Archipelago Books to Host A CELEBRATION OF YANNIS RITSOS at Poets House, 4/11

A Celebration of Yannis Ritsos with translators Karen Emmerich and Edmund Keeley is set for Thursday, April 11th at 7 p.m. at Poets House, 10 River Terrace, NYC. Subway: A/C, 2/3 at Chambers St. Admission: $10, $7 for students and seniors, free to Poets House members.

Join Archipelago Books and Poets House for a night of poetry celebrating the work of Yannis Ritsos, "the greatest poet of our age" (Louis Aragon). Karen Emmerich and Edmund Keeley will read from their remarkable translation of his Diaries of Exile, followed by a discussion of his work.

Yannis Ritsos (1909 - 1990) Plagued by turberculosis, family misfortunes, and repeated persecution for his Communist views, Ritsos spent many years in sanatoriums, prisons, or in political exile. Despite these misfortunes, Ritsos continued writing, eventually achieving a personal, humanitarian medium devoid of anger and recrimination. In 1967, Ritsos was arrested again by the Greek junta and exiled, and was prohibited from publishing until 1972. By the end of his life, and contrary to all odds, Ritsos had published 117 books, including numerous plays and essays.

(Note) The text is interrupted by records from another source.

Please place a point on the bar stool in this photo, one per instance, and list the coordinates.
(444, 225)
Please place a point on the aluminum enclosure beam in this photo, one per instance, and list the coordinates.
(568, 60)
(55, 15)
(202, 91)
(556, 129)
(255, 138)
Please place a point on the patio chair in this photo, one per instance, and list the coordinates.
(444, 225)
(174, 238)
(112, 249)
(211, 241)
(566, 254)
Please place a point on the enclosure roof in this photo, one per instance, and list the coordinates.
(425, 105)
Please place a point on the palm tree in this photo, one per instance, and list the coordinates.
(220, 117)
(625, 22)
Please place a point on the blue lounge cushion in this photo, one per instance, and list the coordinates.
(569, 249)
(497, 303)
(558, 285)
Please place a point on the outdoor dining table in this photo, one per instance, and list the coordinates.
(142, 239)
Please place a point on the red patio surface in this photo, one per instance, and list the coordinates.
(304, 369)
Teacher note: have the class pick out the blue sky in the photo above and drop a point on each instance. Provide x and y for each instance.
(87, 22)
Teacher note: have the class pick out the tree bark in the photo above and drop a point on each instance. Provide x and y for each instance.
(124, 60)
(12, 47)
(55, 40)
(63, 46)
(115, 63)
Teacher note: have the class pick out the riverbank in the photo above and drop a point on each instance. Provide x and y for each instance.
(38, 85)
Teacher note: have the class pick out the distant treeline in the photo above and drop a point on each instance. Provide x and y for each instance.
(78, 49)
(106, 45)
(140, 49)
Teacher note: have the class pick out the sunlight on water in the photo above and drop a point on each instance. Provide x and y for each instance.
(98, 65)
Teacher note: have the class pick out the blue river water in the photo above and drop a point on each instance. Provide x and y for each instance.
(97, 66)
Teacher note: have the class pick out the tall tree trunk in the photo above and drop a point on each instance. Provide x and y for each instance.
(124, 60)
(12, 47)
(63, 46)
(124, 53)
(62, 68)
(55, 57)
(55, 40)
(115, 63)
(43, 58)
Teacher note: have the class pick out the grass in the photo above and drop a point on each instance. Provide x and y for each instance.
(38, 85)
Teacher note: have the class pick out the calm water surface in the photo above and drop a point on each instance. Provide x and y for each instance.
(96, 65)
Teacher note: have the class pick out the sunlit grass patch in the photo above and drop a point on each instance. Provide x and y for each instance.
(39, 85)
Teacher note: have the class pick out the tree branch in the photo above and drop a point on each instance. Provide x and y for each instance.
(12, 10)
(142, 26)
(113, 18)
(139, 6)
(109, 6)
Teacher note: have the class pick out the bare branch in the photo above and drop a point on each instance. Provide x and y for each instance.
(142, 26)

Karen Emmerich has translated works by Vassilis Vassilikos, Yiorgos Skabardonis, Rhea Galanake, Miltos Sachtouris, and a variety of Greek poets of the twentieth century. Her translation of Sachtouris's Poems (1945-1975) was a 2006 NBCC Poetry Award Finalist and she has received translation grants and awards from PEN and the Modern Greek Studies Association. She teaches at the University of Oregon.

Edmund Keeley is the Charles Barnwell Straut Professor of English Emeritus and the Director Emeritus of the Creative Writing Program at Princeton University. His collaborative translations of the modern Greek poets C.P. Cavafy, George Seferis, Odysseas Elytis, and Yannis Ritsos, have received the PEN / Ralph Manheim Medal for Translation, the Harold Morton Landon Translation Award of the Academy of American Poets, and the First European Prize for the Translation of Poetry.

Called "the greatest poet of our age" by Louis Aragon, Yannis Ritsos is a poet whose writing life is thoroughly entwined with the contemporary history of his homeland. Nowhere is this more apparent than in this volume, a series of diaries-in-poetry Ritsos wrote between 1948 and 1950, during Greece's Civil War, while a political prisoner first on the island of Limnos and then at the infamous camp on the desert island Makronisos. Even in these darkest of times, Ritsos dedicated his days to poetry, trusting in writing and in art as collective endeavors capable of fighting oppression, of bringing people together across distance and time. These poems offer glimpses into the daily routines of prison life, the quiet violence he and his fellow prisoners endure, the ebbs and flows of the prisoners' sense of solidarity, the struggle to maintain humanity through language. This moving volume justifies Ritsos's reputation as one of the most venerated poets in Greece's modern history.